El grupo al que pertenece cada individuo es vital para su formación y desarrollo. La caza, la agricultura y el comercio tuvieron como fin primordial brindar a las tribus y familias mejores condiciones de subsistencia. No podía existir éxito en lo grupal, si no lo había primero en cada tribu o familia organizada.
Esta enseñanza milenaria debería recuperarse hoy. En un mundo totalmente conectado, pareciera más importante lo que sucede en el contexto de las relaciones macro, que lo que sucede en cada tribu, familia u horda moderna. Dejó de tener importancia lo interno para concentrar el esfuerzo en lo que se ve hacia el exterior; sin embargo, si las culturas antiguas prosperaron, fue en gran medida por su fortaleza interna, lo que les permitió después conquistar territorios distintos.
La globalización nos mantiene permanentemente interconectados y es parte de la dinámica actual, pero eso no significa dejar de mirar a la casa. La soberanía y el desarrollo primero se construyen dentro y luego se reivindican en el contexto internacional.
La idea de lo «local» no es un simple estribillo de discurso; tiene que ser una hoja de ruta para convivir en el mundo con fortaleza y credibilidad. La solidez interna en el comercio, los derechos, la economía, el medio ambiente y el desarrollo humano, será siempre el principal argumento para competir y sostener relaciones multilaterales de gran alcance en beneficio de la nación.
No puede existir fortaleza externa si no hay solidez interna. Es tiempo de mirar a casa, reconocer lo que está bien y corregir lo que se debe mejorar.
México es nuestra gran casa y debemos ponerla en orden, entendiendo que la Nación será tan fuerte como lo sea el más pequeño de sus municipios.

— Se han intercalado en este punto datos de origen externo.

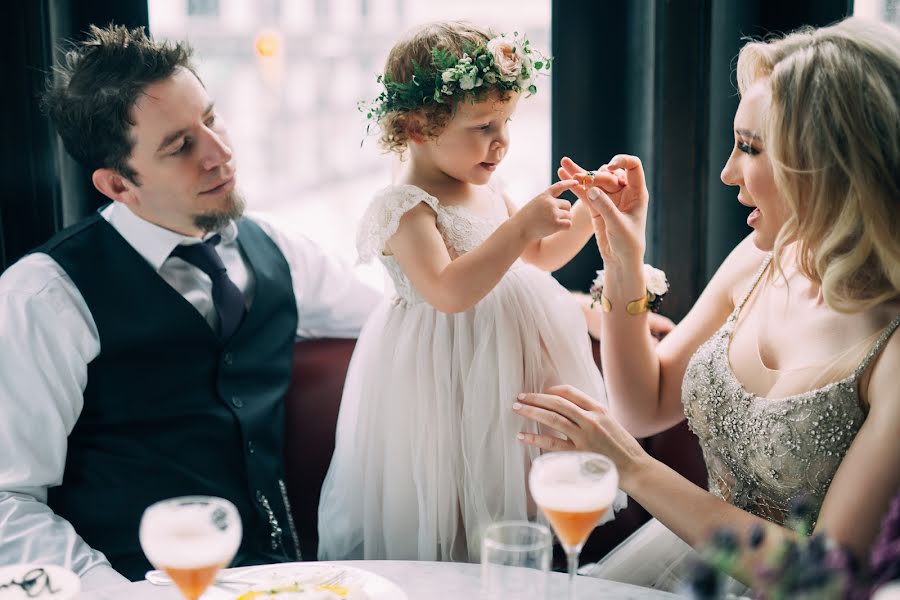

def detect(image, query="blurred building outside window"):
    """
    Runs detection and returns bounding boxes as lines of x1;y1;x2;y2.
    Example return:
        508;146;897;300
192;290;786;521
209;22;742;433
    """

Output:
853;0;900;27
149;0;552;287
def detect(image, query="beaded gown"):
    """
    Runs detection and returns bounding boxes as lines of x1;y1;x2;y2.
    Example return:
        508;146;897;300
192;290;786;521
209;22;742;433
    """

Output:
319;185;625;561
591;255;900;592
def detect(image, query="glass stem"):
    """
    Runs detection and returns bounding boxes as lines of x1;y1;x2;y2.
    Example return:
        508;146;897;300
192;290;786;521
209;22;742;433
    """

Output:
566;551;578;600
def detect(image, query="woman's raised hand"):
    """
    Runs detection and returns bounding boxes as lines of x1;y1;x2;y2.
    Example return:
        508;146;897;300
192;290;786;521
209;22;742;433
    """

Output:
513;385;649;489
558;154;650;265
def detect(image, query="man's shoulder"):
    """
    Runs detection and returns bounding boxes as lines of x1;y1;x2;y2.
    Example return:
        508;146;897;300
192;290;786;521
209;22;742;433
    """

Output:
0;251;68;297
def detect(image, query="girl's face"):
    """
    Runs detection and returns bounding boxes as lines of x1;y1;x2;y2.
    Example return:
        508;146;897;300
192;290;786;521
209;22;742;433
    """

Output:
721;79;789;251
419;93;520;185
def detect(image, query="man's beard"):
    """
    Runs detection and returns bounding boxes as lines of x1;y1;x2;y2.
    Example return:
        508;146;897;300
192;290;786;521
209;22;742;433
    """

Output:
194;190;247;231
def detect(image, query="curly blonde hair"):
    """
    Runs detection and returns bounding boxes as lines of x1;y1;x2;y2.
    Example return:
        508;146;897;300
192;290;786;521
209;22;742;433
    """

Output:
737;18;900;313
378;21;509;155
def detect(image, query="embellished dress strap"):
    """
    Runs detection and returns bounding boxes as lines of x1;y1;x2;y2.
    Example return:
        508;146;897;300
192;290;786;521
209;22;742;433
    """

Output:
853;314;900;379
731;252;772;319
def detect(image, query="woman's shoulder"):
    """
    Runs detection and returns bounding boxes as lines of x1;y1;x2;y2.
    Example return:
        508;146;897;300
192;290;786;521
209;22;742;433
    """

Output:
708;233;771;306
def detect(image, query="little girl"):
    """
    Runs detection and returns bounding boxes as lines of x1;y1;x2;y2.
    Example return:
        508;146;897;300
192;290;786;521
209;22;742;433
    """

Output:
319;22;624;561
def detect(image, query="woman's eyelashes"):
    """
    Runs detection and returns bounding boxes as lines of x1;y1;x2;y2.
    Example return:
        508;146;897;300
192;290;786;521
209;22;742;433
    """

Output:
735;140;760;156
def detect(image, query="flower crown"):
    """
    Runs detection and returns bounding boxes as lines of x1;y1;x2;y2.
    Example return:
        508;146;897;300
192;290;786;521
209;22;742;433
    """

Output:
360;32;552;122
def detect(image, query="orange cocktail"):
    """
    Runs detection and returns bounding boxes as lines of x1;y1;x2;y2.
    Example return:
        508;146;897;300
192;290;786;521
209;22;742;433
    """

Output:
162;563;225;600
528;452;619;599
543;507;607;548
140;496;242;600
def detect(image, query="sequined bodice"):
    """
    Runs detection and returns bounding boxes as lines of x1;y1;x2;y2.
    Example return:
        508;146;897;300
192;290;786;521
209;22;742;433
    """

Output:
357;185;505;304
682;259;900;523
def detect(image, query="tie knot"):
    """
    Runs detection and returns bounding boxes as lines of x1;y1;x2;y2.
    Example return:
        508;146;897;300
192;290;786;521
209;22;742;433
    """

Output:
172;234;225;279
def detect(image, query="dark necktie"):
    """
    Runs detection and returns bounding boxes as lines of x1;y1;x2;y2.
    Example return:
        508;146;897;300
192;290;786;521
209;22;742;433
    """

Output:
172;234;247;342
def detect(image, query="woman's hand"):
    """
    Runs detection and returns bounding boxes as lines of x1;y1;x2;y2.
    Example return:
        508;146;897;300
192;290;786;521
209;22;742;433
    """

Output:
558;154;650;266
513;385;653;492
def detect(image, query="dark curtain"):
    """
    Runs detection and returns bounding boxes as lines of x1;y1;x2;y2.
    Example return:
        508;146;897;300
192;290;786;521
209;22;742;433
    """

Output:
552;0;852;319
0;0;149;271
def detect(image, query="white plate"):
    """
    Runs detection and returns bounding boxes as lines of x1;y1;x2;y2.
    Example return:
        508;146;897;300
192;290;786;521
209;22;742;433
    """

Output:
0;564;81;600
203;562;407;600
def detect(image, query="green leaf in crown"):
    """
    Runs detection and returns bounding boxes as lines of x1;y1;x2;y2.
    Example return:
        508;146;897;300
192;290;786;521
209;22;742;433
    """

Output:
359;32;553;125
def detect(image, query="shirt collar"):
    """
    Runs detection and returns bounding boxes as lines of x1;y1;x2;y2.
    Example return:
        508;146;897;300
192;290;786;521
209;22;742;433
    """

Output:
101;202;238;271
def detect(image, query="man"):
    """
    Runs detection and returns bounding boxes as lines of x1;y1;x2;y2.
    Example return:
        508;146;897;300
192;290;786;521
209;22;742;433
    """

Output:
0;26;379;589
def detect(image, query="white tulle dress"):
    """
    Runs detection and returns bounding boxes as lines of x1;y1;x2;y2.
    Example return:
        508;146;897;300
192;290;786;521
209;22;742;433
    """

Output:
319;185;625;561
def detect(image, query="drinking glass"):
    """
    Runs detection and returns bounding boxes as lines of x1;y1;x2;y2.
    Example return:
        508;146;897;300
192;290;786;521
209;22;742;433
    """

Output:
528;452;619;600
140;496;242;600
481;521;553;600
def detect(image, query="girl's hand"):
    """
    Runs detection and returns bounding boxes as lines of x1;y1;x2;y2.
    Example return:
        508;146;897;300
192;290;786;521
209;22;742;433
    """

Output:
511;179;578;241
513;385;652;492
559;154;650;266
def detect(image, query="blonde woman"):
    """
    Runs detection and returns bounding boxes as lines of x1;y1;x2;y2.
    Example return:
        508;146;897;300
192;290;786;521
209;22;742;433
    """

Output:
513;18;900;588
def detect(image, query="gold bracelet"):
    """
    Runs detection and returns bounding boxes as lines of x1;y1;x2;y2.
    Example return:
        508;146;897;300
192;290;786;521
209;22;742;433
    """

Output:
600;294;612;312
600;292;650;315
625;292;650;315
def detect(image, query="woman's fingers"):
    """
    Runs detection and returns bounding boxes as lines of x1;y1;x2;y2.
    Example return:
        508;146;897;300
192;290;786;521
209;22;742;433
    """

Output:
547;179;579;198
513;394;585;438
587;188;624;227
559;156;587;173
608;154;647;189
544;385;606;412
518;431;576;451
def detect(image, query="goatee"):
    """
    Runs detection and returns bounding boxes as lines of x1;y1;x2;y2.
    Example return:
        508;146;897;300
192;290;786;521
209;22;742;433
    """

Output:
194;190;247;231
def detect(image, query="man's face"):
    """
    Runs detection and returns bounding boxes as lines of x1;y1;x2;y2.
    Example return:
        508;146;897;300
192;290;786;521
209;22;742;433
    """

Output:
128;68;244;236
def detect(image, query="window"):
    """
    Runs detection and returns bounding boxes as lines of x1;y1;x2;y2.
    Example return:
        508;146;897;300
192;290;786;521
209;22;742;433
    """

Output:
187;0;219;17
149;0;552;283
853;0;900;27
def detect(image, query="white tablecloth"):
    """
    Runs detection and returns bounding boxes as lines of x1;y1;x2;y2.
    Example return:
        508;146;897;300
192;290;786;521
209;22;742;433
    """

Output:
80;560;677;600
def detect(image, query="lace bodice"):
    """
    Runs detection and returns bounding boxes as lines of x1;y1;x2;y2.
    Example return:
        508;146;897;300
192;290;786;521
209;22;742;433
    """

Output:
356;185;504;304
682;256;900;523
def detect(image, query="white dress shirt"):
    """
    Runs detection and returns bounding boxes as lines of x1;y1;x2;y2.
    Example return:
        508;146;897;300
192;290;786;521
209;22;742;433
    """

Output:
0;203;380;589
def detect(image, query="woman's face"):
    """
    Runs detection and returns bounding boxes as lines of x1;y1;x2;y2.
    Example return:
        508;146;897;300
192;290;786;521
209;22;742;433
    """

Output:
721;79;789;251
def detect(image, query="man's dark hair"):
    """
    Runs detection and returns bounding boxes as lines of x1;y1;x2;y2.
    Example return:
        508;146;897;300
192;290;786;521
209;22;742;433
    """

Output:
41;24;196;184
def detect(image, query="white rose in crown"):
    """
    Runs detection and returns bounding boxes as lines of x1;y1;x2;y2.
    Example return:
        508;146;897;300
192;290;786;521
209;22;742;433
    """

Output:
644;265;669;296
488;35;522;81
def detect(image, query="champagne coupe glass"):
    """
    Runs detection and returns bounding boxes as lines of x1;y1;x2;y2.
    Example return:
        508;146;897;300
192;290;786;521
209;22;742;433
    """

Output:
140;496;242;600
528;452;619;600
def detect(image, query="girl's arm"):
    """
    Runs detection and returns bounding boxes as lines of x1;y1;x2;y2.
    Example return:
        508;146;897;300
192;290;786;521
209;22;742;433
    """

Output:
503;194;594;271
385;180;577;313
513;358;900;587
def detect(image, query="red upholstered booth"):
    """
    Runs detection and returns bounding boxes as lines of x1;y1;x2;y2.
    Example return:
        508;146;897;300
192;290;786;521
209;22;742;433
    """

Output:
285;339;706;562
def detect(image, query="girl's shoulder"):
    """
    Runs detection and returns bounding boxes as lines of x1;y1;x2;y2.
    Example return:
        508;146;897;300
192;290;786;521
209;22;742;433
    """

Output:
356;184;440;262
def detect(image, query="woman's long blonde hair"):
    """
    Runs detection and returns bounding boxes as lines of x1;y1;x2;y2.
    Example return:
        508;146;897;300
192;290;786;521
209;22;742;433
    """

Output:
737;18;900;312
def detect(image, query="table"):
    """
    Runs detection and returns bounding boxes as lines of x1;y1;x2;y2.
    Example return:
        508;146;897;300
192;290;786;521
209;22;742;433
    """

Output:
79;560;679;600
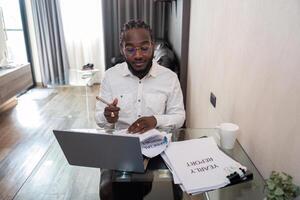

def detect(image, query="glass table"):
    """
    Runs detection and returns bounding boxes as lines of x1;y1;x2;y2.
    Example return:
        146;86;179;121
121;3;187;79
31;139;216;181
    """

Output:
102;128;265;200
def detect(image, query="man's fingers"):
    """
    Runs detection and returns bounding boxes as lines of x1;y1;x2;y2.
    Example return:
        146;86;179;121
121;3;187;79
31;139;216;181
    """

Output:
111;98;118;107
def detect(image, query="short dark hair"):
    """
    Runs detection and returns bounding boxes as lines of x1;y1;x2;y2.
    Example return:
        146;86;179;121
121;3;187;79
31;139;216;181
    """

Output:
120;19;153;46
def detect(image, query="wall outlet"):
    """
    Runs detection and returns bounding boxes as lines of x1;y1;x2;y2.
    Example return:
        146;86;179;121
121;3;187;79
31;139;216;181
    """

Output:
210;92;217;107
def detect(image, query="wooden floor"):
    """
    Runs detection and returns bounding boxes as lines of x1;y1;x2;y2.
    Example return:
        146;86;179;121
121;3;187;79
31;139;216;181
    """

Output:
0;86;100;200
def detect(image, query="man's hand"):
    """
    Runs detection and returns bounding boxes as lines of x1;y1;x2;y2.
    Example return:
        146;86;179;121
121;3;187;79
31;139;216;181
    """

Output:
104;99;120;123
128;116;157;134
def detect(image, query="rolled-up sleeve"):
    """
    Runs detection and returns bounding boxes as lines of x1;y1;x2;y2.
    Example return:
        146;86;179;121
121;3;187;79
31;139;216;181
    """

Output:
95;75;112;127
154;77;185;128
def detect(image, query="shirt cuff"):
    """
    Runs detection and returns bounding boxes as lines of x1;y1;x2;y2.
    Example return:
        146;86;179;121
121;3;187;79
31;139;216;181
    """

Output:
154;115;166;127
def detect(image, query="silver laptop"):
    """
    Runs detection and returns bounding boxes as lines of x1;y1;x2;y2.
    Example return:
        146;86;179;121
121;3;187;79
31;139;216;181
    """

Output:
53;130;146;173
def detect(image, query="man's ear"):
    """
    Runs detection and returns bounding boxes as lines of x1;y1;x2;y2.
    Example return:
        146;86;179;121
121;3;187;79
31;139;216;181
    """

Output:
119;44;125;57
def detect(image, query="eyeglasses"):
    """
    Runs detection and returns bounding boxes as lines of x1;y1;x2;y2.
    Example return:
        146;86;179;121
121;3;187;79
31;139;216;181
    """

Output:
125;43;151;56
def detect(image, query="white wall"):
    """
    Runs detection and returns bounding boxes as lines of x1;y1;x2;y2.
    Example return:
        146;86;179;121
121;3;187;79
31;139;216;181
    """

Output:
187;0;300;184
25;0;42;84
0;8;6;61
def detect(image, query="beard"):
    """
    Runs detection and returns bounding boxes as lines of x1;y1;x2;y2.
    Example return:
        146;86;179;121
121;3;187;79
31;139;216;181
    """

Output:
126;60;152;79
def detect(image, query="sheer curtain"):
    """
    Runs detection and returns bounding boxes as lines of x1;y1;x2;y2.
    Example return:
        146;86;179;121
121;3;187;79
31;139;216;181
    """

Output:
60;0;105;85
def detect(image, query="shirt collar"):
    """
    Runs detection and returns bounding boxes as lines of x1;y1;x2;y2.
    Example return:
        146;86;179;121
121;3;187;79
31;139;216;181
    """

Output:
122;60;158;77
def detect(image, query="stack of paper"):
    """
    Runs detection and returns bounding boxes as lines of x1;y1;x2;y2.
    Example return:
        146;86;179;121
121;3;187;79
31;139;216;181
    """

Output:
114;129;171;158
161;137;246;194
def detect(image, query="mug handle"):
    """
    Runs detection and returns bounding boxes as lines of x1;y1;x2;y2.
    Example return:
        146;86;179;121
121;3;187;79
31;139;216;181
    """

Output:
215;125;221;141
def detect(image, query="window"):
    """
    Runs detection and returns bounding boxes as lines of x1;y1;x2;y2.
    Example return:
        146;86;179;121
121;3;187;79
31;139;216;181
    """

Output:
0;0;28;64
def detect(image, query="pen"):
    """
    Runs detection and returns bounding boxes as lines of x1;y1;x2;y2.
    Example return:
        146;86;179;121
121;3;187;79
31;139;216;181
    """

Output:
96;96;111;106
96;96;115;117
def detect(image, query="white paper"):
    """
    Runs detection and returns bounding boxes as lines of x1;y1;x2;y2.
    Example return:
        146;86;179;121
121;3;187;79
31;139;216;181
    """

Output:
113;129;171;158
162;137;246;194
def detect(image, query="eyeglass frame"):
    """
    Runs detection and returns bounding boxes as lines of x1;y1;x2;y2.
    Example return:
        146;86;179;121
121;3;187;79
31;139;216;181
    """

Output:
123;41;153;56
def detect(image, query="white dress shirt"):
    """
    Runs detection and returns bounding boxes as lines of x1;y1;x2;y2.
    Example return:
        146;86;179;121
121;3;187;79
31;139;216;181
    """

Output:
96;61;185;128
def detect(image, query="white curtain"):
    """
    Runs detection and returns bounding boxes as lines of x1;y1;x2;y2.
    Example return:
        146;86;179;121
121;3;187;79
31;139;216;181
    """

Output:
60;0;105;85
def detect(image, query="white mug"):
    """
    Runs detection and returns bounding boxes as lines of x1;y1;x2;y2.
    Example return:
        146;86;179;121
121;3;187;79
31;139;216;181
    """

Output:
217;123;239;149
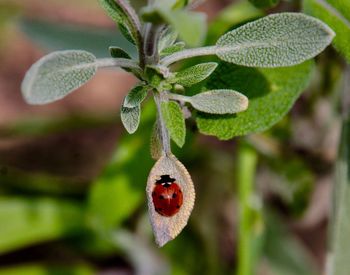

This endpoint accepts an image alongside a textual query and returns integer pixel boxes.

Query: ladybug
[152,175,183,217]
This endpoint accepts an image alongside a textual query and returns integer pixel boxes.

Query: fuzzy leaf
[143,1,206,47]
[249,0,279,9]
[171,62,218,87]
[146,155,195,246]
[189,90,248,114]
[123,85,149,108]
[109,46,131,59]
[161,101,186,147]
[197,61,313,140]
[21,51,97,104]
[216,13,334,67]
[160,42,185,57]
[303,0,350,63]
[99,0,141,45]
[120,106,141,134]
[158,28,179,53]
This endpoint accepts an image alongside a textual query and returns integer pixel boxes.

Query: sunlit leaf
[22,50,97,104]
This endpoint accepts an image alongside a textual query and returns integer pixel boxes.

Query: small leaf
[216,13,334,67]
[146,155,195,246]
[143,1,206,47]
[189,90,248,114]
[21,51,97,104]
[196,61,313,140]
[123,85,149,108]
[170,62,218,87]
[120,106,141,134]
[249,0,279,9]
[161,101,186,147]
[160,42,185,57]
[150,119,163,160]
[109,46,131,59]
[158,27,179,52]
[303,0,350,63]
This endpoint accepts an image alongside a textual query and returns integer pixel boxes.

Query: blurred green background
[0,0,345,275]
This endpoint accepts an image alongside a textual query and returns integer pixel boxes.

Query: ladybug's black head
[156,175,175,187]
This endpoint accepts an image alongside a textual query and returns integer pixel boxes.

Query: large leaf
[303,0,350,62]
[21,51,97,104]
[328,120,350,275]
[216,13,334,67]
[20,19,137,57]
[161,101,186,147]
[0,197,85,253]
[99,0,141,46]
[197,61,313,140]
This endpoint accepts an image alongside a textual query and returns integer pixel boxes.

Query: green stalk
[237,144,257,275]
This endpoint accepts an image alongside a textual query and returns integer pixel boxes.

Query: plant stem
[160,46,217,66]
[154,92,171,155]
[237,144,257,275]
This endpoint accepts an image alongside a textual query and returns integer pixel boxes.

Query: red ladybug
[152,175,183,217]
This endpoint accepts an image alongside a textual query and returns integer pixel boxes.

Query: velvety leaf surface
[216,13,334,67]
[21,50,97,104]
[197,61,313,140]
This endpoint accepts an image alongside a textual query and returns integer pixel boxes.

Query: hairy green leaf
[189,90,248,114]
[21,51,97,104]
[249,0,279,9]
[123,85,149,108]
[160,42,185,57]
[170,62,218,87]
[197,61,313,140]
[303,0,350,63]
[216,13,334,67]
[328,119,350,275]
[161,101,186,147]
[109,46,131,59]
[0,197,85,253]
[120,105,141,134]
[158,27,179,53]
[99,0,141,45]
[143,1,206,46]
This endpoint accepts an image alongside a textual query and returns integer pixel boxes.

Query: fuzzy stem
[154,92,171,155]
[160,46,217,66]
[237,144,257,275]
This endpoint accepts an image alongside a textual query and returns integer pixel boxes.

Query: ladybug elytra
[152,175,183,217]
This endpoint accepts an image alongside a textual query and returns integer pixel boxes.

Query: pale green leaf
[160,42,185,57]
[189,90,248,114]
[216,13,334,67]
[303,0,350,63]
[123,85,149,108]
[249,0,279,9]
[109,46,131,59]
[21,51,97,104]
[0,197,85,253]
[328,119,350,275]
[197,61,313,140]
[120,106,141,134]
[99,0,141,45]
[158,27,179,52]
[171,62,218,87]
[144,4,207,47]
[161,101,186,147]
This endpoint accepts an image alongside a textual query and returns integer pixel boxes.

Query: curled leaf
[146,154,195,246]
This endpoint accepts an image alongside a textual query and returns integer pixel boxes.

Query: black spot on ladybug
[156,175,175,184]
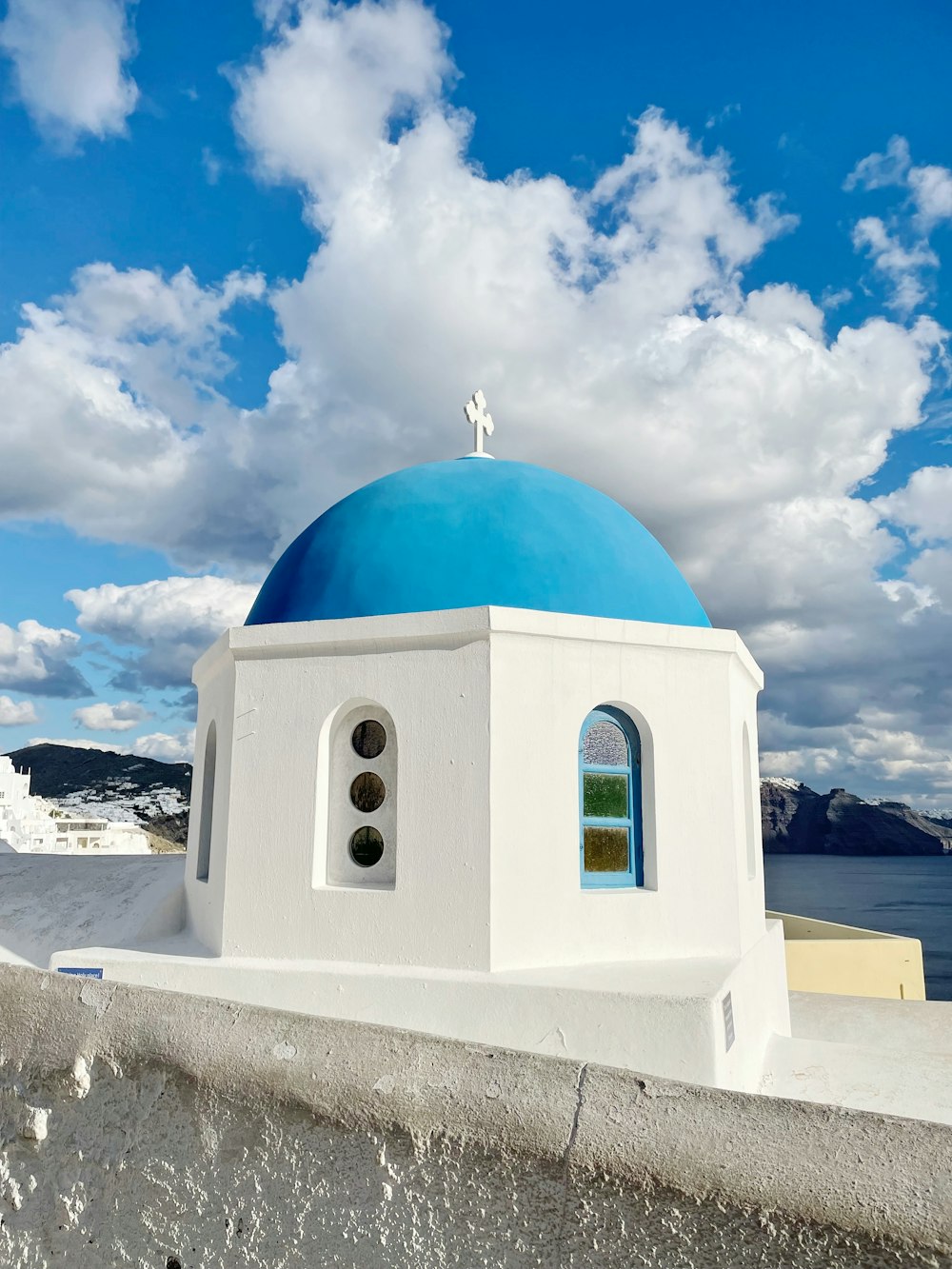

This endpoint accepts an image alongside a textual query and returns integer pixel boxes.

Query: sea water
[764,855,952,1000]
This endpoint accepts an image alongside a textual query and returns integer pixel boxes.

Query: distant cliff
[761,779,952,855]
[3,744,952,855]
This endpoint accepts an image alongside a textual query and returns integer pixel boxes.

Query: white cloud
[844,137,952,313]
[0,0,952,802]
[0,264,271,564]
[0,695,39,727]
[236,0,453,223]
[27,728,195,763]
[843,137,913,190]
[853,216,940,313]
[129,727,195,763]
[873,467,952,545]
[66,578,258,690]
[72,701,151,731]
[0,621,91,697]
[0,0,138,142]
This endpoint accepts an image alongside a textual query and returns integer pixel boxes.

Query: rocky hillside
[761,779,952,855]
[2,744,191,846]
[10,744,952,855]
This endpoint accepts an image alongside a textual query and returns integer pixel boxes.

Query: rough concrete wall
[0,967,952,1269]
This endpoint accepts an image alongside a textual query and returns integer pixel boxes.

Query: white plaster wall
[491,609,764,969]
[189,608,764,969]
[220,620,488,968]
[730,659,766,945]
[186,644,236,956]
[0,969,952,1269]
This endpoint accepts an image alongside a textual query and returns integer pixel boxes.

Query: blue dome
[245,458,711,625]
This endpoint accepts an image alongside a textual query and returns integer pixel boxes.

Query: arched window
[579,705,645,887]
[195,720,216,881]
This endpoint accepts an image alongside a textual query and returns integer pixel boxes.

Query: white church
[18,393,952,1121]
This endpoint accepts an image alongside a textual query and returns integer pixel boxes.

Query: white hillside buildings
[7,400,952,1121]
[0,756,149,855]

El pasado debe dejarnos alguna enseñanza, pero no podemos permitirnos volver a él para repetir errores; tampoco podemos discursear sobre el futuro con esquemas ineficaces, ni mantenernos estáticos por las turbulencias externas. Requerimos de un avance sistemático, medido y evaluado para depender plenamente de nosotros mismos, especialmente en estos tiempos de incertidumbre multilateral.
Frente a nuestros vecinos y socios comerciales, políticos y culturales, México debe presentar un esquema integral de participación, pero con la fuerza puesta en lo interno. La política debe ser la primera opción de orden, el eje rector de la agenda nacional e internacional.
Desde lo local podemos construir una nueva generación que afronte los retos de la actualidad. Esto va más allá de colores, partidos o dogmas ideológicos; responde a una enorme realidad que debemos recomponer. Ordenar la casa y, desde ahí, estructurar las relaciones externas es la mejor opción para que la soberanía, el desarrollo y el respeto internacional estén totalmente bajo nuestro control. ¿Coincidimos?